Corn on the cob is a summer grilling season staple we can’t get enough of. But trying to remove those husks before you throw them on the barbecue can be a messy and tedious task. Why is that silk so sticky? Luckily, the days of struggling with those strands will be a thing of the past with this easy microwave corn-shucking hack!
Although fresh corn is often a side dish for steak, burgers, and hotdogs, the vegetable stands out in a BBQ spread during its peak season (May to September). You just can’t beat that natural sweetness — especially when smeared with plenty of butter. And with a simple shucking tip from Heather Ramsdell, food writer for The Spruce Eats, we don’t have to worry about settling for frozen or canned corn instead just because we dread getting rid of those husks.
First, place one or two ears of corn on a plate and microwave them for two minutes to loosen the silk fibers. Next, let them cool for a minute and then cut the bottom end (the widest part) of the cob with a sharp knife. Afterwards, hold the corn with the cut side facing down and give it a squeeze. The corn should come right out of the husks without any remaining silk strands clinging on.
Repeat with the remaining ears of corn until they’re all clean. Watch how this hack works in the video below:
Then it’s up to you how you want to cook the corn. Grilling it gives it a nice smoky flavor and slightly charred color. Carrie Parente, recipe developer for the TODAY Show, suggests placing the cobs directly on the grill and cooking them for about 10 minutes (you can also add a little vegetable oil or butter to prevent sticking). Rotate them every three to four minutes to ensure that the corn doesn’t burn and place them on a serving platter once they’re done.
If your grill is already a little crowded with other items like chicken or veggie kebabs, then boiling the corn is great way to go, too.
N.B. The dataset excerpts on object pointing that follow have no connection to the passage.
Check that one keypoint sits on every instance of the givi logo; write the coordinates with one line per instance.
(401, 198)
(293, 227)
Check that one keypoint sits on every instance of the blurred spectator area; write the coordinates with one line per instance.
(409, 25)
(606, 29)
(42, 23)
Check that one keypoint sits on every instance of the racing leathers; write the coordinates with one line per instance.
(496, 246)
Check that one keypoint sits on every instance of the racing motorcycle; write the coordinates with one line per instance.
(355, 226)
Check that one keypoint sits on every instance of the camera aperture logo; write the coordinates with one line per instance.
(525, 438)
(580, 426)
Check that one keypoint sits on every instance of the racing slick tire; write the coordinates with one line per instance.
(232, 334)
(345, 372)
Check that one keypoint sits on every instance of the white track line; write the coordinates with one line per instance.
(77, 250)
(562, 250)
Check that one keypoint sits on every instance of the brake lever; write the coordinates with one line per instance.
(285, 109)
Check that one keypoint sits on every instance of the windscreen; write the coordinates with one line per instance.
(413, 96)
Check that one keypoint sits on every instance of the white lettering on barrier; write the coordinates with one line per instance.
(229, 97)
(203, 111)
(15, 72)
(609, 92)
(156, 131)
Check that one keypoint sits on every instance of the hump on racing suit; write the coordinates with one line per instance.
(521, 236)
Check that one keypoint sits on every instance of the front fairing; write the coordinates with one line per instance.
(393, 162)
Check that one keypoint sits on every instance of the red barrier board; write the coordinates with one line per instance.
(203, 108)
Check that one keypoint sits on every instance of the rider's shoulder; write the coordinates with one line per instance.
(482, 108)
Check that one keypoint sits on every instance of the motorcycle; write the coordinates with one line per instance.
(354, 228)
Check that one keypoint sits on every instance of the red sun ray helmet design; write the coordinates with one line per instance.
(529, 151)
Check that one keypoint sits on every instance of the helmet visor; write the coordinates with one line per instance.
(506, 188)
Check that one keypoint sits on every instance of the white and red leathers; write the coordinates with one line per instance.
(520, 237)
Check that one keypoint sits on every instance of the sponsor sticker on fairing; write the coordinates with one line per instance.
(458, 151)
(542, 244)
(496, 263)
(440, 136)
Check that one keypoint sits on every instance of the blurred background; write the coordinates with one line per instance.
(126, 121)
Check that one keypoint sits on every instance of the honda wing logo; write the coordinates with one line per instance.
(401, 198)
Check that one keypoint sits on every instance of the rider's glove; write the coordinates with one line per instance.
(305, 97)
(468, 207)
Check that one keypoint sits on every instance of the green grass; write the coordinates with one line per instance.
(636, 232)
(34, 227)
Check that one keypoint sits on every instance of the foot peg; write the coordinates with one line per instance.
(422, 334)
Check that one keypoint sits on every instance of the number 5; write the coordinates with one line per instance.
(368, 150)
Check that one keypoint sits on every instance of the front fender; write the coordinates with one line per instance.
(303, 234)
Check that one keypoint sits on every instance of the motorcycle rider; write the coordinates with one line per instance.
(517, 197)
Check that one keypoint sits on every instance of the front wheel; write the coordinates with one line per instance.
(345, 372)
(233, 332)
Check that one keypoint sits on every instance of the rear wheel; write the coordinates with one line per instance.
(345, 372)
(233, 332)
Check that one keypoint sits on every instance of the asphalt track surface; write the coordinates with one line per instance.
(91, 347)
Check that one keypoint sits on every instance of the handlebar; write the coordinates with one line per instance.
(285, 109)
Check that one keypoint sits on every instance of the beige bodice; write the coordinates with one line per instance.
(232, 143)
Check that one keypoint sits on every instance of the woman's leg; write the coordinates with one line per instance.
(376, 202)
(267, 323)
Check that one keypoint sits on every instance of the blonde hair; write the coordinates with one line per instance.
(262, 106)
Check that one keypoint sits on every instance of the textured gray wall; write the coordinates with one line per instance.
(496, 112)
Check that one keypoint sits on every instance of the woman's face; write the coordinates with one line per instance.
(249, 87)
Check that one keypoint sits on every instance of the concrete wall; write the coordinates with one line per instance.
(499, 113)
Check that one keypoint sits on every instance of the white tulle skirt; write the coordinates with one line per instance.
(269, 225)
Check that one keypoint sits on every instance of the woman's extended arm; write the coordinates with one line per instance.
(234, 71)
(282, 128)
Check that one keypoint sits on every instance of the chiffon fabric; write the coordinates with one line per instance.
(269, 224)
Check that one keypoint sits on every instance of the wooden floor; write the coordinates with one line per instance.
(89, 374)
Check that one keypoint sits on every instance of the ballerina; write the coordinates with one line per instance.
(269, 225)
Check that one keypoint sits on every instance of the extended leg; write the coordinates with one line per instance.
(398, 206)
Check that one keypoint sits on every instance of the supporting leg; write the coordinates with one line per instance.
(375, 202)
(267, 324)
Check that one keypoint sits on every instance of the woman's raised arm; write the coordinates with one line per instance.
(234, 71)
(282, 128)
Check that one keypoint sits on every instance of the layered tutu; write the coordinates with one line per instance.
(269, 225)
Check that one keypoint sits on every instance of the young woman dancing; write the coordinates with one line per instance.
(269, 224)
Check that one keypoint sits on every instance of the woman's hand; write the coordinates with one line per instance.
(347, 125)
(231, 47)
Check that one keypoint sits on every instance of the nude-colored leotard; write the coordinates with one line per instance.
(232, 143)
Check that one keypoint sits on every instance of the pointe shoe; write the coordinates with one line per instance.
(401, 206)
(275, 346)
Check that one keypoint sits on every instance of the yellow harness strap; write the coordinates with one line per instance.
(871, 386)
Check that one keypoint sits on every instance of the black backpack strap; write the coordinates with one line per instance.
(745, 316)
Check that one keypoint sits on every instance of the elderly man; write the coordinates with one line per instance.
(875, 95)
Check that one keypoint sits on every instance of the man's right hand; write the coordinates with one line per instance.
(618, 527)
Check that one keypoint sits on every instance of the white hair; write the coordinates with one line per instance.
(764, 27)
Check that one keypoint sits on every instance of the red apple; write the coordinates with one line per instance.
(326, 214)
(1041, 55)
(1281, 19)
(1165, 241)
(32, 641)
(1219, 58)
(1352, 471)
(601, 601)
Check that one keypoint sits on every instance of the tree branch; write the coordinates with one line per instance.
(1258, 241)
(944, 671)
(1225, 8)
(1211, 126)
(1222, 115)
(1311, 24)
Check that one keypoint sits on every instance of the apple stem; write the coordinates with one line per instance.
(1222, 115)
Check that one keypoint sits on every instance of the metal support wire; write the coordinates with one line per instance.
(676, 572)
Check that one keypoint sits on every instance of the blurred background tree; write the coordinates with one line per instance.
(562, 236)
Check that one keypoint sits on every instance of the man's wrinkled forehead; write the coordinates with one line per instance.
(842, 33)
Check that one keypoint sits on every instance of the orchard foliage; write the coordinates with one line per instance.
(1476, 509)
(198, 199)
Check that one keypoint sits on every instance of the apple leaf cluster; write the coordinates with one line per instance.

Marion Cunningham, author of The Fannie Farmer Cookbook (Buy on Amazon, $24.49), has a foolproof method for cooking corn.
She recommends first bringing a large pot of water to a boil, then adding in the ears of corn, covering the pot, and turning off the heat to let it gently cook. Let the corn sit in the hot water for five minutes before taking them out to serve. If you need to keep them warm for a little longer, allow them to stay in the pot for no more 10 minutes — otherwise the texture will become tough and chewy.
Regardless of how you cook it, this hack makes preparing corn on the cob for your next BBQ so much easier!